Cyrano de Bergerac Versions of Reality Quotes

How we cite our quotes: (Act.Line)

Quote #7

Look—Paris dreams—nocturnal, nebulous,
Under blue moonbeams hung from wall to wall—
Nature’s own setting for the scene we play!—
Yonder, behind her veil of mist, the Seine,
Like a mysterious and magic mirror
And you shall see what you shall see! (I.669-674)

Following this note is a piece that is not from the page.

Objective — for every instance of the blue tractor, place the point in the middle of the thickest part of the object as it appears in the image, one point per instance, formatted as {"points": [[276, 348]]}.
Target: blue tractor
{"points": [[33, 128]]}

Cyrano’s description of the night makes it seem like a setting from a stage play. There is also a fantastic aura, as if this is taking place within a fairy tale, full of "blue moonbeams" and "magic mirror[s]". This gives the whole scene—even the impending battle—a sense of artificiality, as if it is all scripted and nothing can go wrong for Cyrano.

Quote #8

THE APPRENTICE (Advances with a dish covered by a napkin.)
Master, I thought of you when I designed
This, hoping it might please you.
Ah! A lyre—
In puff-paste—
And the jewels—candied fruit!
And the strings, barley-sugar!
RAGUENEAU (Gives him money.)
Go and drink
My health.
(Lise enters.)
St!—My wife—Circulate, and hide
That money!
(Shows the lyre to Lise, with a languid air.)
Ridiculous! (II.20-25)

Ragueneau’s apprentice presents him with a fanciful and frivolous creation. That such a whimsical shape is made out of something as light and insubstantial as a pastry puff makes it even more eccentric.

Quote #9

CYRANO (To Ragueneau)
Do you not see
Those fellows fattening themselves?—
I know.
I would not look—it might embarrass them—
You see, I love a friendly audience.
Besides—another vanity—I am pleased
When they enjoy my cooking. (II.127-132)

Ragueneau admits that he loves being the flamboyant showman, even if his work is not critically acclaimed. He simply revels in the attention that his ostentation brings him—whether it is for his sappy poetry or saccharine pastries.